Vertical vegetation systems are an innovative passive method for decreasing the thermal energy demand of buildings while increasing the quality of urban life. The main objective of this work is to calculate the effectiveness of vegetation in reducing thermal loads analytically. For this purpose, the thermal energy performance of the modular living wall was compared with a traditional double façade construction system to evaluate the influence of vegetation using Stochastic Differential Equations models.
The research was carried out experimentally using a real-scale PASLINK test cell. The thermal behaviour of a double leaf bare wall and the same double leaf wall converted into a modular living wall were calculated for different summertime and wintertime periods. In both studied cases, the temperature of the exterior surface of the bare wall is taken at the same place regardless of whether or not there is greenery system in the energy balance. With this simplification, the effect of the modular living wall can be identified within the estimated coefficients.

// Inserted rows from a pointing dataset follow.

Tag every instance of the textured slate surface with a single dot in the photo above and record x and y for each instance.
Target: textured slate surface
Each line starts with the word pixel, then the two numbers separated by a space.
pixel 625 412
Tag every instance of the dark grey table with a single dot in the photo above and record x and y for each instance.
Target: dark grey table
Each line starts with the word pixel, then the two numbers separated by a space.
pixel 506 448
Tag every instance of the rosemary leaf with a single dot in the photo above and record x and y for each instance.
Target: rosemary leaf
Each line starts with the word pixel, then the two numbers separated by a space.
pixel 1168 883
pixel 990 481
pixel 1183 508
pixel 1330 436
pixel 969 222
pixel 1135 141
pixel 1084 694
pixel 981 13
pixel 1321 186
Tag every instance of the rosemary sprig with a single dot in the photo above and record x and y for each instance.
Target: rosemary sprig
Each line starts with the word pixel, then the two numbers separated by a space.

The thermal resistance of the conventional double façade increased 0.74 (m2 K)/W over the non-greened wall, which represents a weighted increase of 49%. Additionally, the experimental results showed that the evapotraspiration processes that take place in the living wall lead to an increase in the combined convection-radiation coefficient, which reduces the overheating of the façade. Moreover, the effective solar absorptivity value of the outermost surface of the bare wall has been reduced an 85% thanks to the living wall, which confirms the high capacity of the living wall to reduce solar heat gains.